Emotions ran high during the second day of testimony in New York, as city officials, including former Mayor Rudolph Giuliani (R), shared their version of developments of Sept. 11, 2001, before the national commission investigating the attacks on that day. At one point, Giuliani was shouted down by family members of victims of the World Trade Center collapse, some of whom wanted to know more about Fire Department radio failures during the catastrophe. Giuliani said warnings of a possible attack on New York City contained in an August 2001 White House briefing didn't reach his desk, but said if they had, the city's security precautions might not have been different. The day before, testy exchanges occurred as city deputies were grilled about the coordination of emergency workers at ground zero.

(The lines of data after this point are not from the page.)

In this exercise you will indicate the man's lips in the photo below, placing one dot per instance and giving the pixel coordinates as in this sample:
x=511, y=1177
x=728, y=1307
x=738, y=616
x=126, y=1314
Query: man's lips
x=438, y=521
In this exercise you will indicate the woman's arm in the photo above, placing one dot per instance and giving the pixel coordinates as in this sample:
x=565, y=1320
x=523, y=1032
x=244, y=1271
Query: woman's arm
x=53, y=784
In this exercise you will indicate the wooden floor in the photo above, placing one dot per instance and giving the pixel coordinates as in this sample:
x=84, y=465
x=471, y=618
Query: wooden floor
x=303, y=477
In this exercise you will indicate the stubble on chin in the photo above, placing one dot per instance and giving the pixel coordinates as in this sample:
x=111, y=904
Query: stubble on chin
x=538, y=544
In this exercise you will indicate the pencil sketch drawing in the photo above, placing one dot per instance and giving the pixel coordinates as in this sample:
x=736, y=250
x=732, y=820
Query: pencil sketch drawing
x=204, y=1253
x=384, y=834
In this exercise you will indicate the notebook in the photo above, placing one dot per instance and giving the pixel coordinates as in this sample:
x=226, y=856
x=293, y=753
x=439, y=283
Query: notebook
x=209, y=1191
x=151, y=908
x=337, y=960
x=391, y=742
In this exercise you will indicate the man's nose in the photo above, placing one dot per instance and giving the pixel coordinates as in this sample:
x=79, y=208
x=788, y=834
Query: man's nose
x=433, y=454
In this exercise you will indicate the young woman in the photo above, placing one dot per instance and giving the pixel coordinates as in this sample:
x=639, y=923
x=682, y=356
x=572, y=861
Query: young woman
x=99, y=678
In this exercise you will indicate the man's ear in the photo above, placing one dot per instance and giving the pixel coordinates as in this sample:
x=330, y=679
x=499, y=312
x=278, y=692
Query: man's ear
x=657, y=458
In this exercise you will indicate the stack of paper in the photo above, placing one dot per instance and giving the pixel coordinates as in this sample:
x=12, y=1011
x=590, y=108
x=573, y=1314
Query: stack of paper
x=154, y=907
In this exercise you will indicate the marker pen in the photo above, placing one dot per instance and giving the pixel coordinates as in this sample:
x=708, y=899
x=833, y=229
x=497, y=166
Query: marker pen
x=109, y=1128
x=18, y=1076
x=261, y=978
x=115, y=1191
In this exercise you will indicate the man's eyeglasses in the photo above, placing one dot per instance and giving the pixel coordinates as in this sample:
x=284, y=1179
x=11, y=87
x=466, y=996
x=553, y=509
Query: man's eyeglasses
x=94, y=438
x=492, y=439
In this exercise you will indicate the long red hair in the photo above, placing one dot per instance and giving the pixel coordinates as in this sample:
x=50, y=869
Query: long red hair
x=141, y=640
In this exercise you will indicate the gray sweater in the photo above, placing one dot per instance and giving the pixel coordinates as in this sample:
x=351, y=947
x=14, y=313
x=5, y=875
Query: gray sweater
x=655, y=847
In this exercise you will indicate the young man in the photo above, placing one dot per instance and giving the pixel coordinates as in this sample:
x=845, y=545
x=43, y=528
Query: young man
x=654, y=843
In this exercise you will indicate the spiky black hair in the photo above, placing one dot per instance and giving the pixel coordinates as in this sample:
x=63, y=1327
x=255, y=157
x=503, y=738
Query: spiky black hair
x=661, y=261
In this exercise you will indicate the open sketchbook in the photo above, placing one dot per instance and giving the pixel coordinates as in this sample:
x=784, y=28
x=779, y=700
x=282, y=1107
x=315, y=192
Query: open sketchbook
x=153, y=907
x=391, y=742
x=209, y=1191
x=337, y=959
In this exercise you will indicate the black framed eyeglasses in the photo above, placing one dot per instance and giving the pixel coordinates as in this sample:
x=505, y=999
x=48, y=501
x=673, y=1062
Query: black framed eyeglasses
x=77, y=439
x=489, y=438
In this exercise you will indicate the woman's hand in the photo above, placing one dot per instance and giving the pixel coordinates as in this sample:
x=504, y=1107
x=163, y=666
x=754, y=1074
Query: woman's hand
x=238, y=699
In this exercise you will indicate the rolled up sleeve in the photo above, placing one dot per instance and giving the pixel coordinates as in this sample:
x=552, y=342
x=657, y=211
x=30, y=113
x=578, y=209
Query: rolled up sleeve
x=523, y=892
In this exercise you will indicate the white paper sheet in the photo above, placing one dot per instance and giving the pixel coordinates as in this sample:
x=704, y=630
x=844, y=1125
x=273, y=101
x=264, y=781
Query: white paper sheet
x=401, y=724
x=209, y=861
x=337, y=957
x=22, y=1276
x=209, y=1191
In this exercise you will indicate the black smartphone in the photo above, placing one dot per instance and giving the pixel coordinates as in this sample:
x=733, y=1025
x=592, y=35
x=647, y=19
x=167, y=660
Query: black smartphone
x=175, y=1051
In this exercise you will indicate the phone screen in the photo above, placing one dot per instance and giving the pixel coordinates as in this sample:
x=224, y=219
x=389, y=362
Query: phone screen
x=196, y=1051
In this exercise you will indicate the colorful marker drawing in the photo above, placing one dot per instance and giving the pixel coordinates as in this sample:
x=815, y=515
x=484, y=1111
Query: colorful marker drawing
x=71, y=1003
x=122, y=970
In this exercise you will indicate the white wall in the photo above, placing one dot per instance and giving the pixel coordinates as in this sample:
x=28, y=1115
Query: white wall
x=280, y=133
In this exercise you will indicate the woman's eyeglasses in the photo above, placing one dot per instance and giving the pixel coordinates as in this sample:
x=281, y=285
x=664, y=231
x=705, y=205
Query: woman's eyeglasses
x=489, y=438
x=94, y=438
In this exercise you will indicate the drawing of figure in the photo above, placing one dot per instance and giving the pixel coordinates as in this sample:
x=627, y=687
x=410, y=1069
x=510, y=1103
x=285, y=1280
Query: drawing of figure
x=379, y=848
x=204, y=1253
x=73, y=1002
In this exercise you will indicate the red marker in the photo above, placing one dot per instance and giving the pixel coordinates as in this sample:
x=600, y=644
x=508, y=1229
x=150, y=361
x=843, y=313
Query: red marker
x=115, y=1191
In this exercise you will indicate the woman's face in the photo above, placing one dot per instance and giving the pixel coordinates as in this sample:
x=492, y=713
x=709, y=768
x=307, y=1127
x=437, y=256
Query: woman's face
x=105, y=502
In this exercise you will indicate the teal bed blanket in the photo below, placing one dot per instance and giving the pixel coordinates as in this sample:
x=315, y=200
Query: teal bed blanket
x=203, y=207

Massachusetts Gov. Mitt Romney (R) ordered clerks in four towns that have issued marriage licenses to homosexual couples to submit copies to his office. Romney had instructed town officials to deny licenses to all nonresident couples with no plans to move to Massachusetts. On Monday, the state became the first to legally allow homosexual marriage.
President Bush announced his decision Tuesday to nominate Alan Greenspan to a fifth term as chairman of the Federal Reserve. If approved by the Senate, Greenspan would serve until Feb. 2006.
Pitcher Randy Johnson of the Arizona Diamondbacks retired all 27 batters he faced Tuesday night to complete a perfect game - the first in Major League Baseball since 1999 - in a 2-0 win over the Atlanta Braves.